Located on the southern boundary of the Sierra de Grazalema, Benaojan is convenient because both bus and train visit the village, and the trip is only 25 minutes from Ronda. My own trip saw me take the train along Mr Henderson’s railway walk, a comfortable and air conditioned journey that does however stop at Benaojan Estación, a small hamlet below the main village that requires a 20 minute walk before you see what Benaojan has to offer.
Arriving by train you’ll see Benaojan to your right and up the hill, it is a steep walk but is more or less suitable for most fitness. Begin by crossing the railway line and following the signs for the Hotel Molino del Santo. You’ll have to pass the little venta next to the drinking fountain at the station, and this is a great place to have a drink or some tapas while you wait for your return train.
Continue past the hotel and just beyond you’ll see the first of Benaojan’s many small reasons to visit. Below the path you’ll see a small pool of water, which is the Nacimiento de los Cascajales, a fresh water spring that is one of the sources of the Rio Guadiaro.
At the first little plaza entering Benaojan you come across ‘Fuente del Zuque’.

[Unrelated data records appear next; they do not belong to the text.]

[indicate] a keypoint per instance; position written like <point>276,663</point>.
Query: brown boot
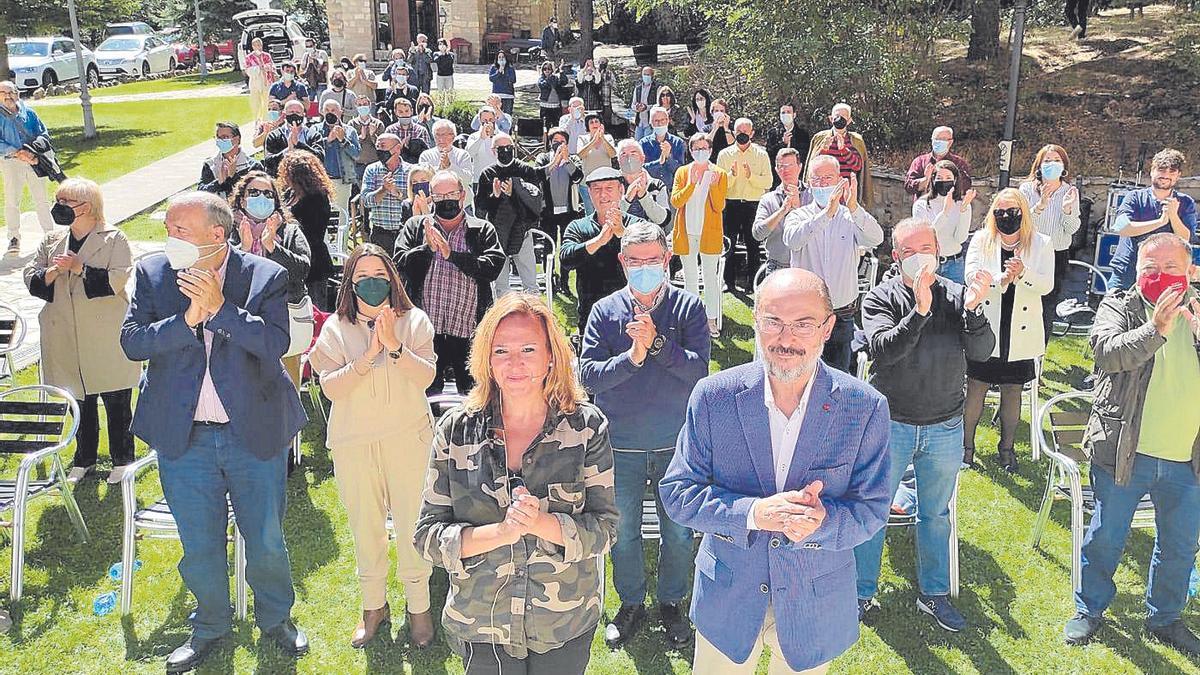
<point>371,621</point>
<point>420,629</point>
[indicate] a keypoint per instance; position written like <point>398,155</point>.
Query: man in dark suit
<point>221,412</point>
<point>783,464</point>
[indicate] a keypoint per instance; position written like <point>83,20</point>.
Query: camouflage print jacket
<point>535,595</point>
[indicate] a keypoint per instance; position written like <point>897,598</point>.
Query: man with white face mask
<point>221,412</point>
<point>921,328</point>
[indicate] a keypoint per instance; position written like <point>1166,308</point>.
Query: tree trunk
<point>984,43</point>
<point>587,18</point>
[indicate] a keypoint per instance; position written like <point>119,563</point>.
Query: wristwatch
<point>657,346</point>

During Moorish times this plaza was where the local market would be held, the zoco, a modern word derived from the Arabic souk. It was also a popular livestock watering station, and is historically important for being the former laundry of the village, Benaojan used to have a soap factory, and this fountain is where local ladies would wash clothes and blankets.
As you wander the streets of Benaojan you will see several factories of local pork products, and the best is a little shop at the end of the main street, in the direction of Montejaque, the shop is called Jamones Isidoro, and everything sold is made in Benaojan, from legs of ham (Pata Negra), to chorizo, and other products, and everything is hermetically sealed making it easy to take home.

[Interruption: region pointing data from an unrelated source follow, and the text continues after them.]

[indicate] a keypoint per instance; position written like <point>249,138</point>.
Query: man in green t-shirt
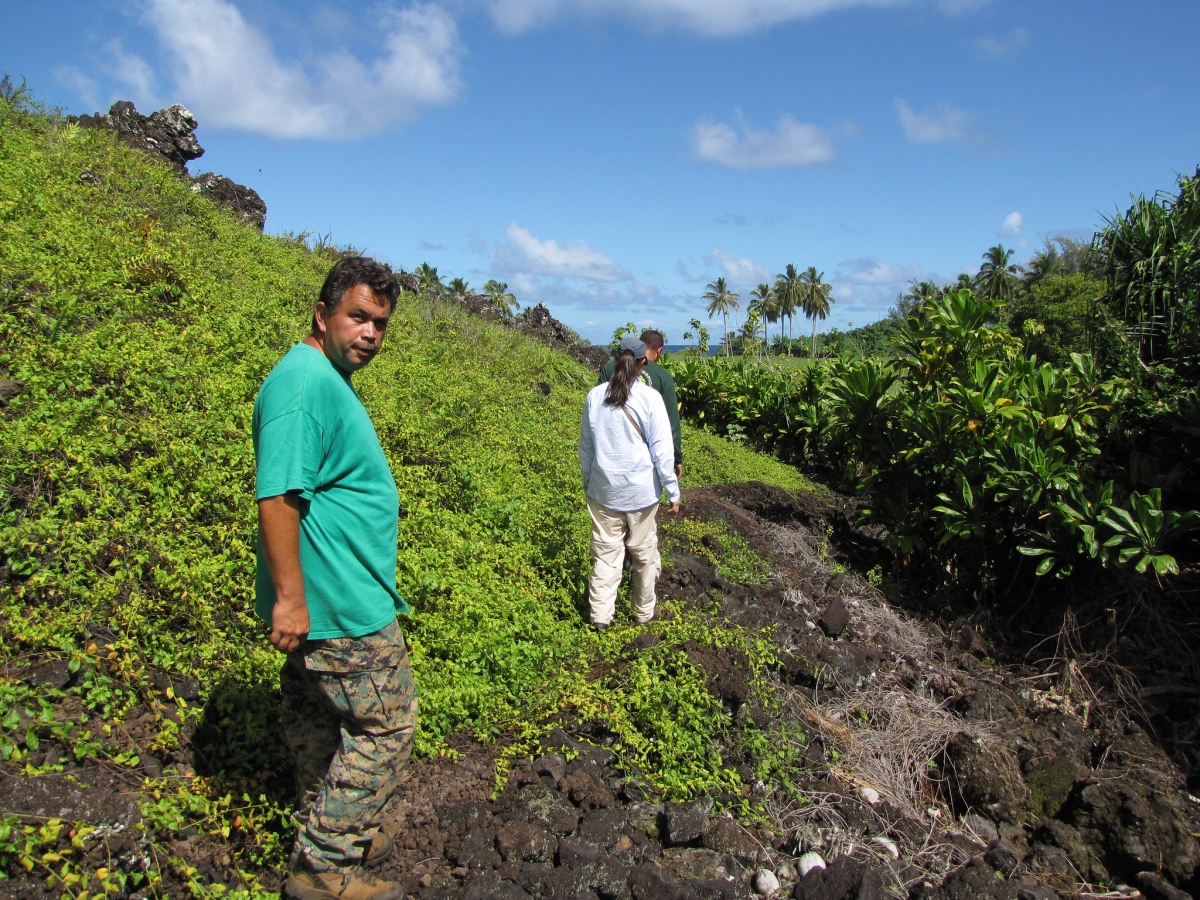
<point>327,587</point>
<point>660,381</point>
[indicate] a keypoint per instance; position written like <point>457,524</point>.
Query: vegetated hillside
<point>139,741</point>
<point>137,322</point>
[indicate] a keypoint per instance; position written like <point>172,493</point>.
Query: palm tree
<point>999,279</point>
<point>498,293</point>
<point>789,292</point>
<point>427,280</point>
<point>816,301</point>
<point>721,300</point>
<point>767,305</point>
<point>750,329</point>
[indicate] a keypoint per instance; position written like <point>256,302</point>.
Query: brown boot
<point>353,883</point>
<point>379,850</point>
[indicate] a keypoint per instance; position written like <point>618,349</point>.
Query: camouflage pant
<point>349,713</point>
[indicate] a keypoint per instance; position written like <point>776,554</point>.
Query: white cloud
<point>744,147</point>
<point>877,273</point>
<point>712,18</point>
<point>959,7</point>
<point>79,84</point>
<point>525,255</point>
<point>1012,225</point>
<point>993,47</point>
<point>937,125</point>
<point>133,72</point>
<point>738,270</point>
<point>228,72</point>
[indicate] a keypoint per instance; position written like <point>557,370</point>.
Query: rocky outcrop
<point>169,135</point>
<point>537,322</point>
<point>243,202</point>
<point>534,321</point>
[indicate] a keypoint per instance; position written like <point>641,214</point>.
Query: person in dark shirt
<point>660,381</point>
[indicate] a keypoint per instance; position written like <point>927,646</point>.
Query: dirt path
<point>930,769</point>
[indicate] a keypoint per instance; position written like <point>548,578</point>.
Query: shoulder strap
<point>640,433</point>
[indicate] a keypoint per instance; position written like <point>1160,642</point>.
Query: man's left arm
<point>672,405</point>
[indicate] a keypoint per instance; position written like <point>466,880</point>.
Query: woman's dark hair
<point>622,381</point>
<point>358,270</point>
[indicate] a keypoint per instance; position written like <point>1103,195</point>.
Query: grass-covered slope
<point>137,322</point>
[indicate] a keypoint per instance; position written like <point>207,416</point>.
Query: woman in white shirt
<point>628,460</point>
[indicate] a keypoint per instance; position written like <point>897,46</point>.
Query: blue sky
<point>611,157</point>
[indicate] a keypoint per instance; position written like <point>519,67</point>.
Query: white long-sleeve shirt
<point>622,471</point>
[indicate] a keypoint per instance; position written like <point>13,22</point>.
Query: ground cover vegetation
<point>780,707</point>
<point>1019,424</point>
<point>137,322</point>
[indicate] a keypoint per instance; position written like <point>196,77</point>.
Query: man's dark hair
<point>358,270</point>
<point>652,339</point>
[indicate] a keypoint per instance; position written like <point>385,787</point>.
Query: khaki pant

Benaojan has the appearance of a modernish village, in fact people have lived near Benaojan since pre-historic times and one of Europe’s most important sites of paleolithic cave paintings is just 4.5km away at the Cueva de la Pileta, though the people who inhabit the village are a more recent wave of migrants.
Prior to the Christian reconquest of Andalucía, Benaojan was a small Moorish village, part of the defensive tower line that defended Grenadine Andalucía from Christian incursions, and her people were herders and lumber merchants. The village is named after the clan leader Ojan whose people settled the area after 712 AD, thus naming the village Benaojan.
After the Christian conquest a Moorish uprising effectively spelt the end of Muslim people in the Serranía de Ronda, and Benaojan was not spared, in fact the entire village was cleared and on the 6th November 1571, 60 families loyal to the Spanish crown were given alotments to rebuild the village as they saw fit.
The Mosque was destroyed, and in its place the Christian church built, the Iglesia de Nuestra Señora del Rosario, evident by the octagonal shape of the nave and squashed outline of the church which is completely surrounded on all sides by homes.
The church has undergone several improvements since it was first built, notably in the 17th and 18th centuries as the population of the village boomed, and then again in the 1940’s to restore the church after the devastating effects of the Spanish civil war. Within the church the original gothic vault near the main altar can still be seen.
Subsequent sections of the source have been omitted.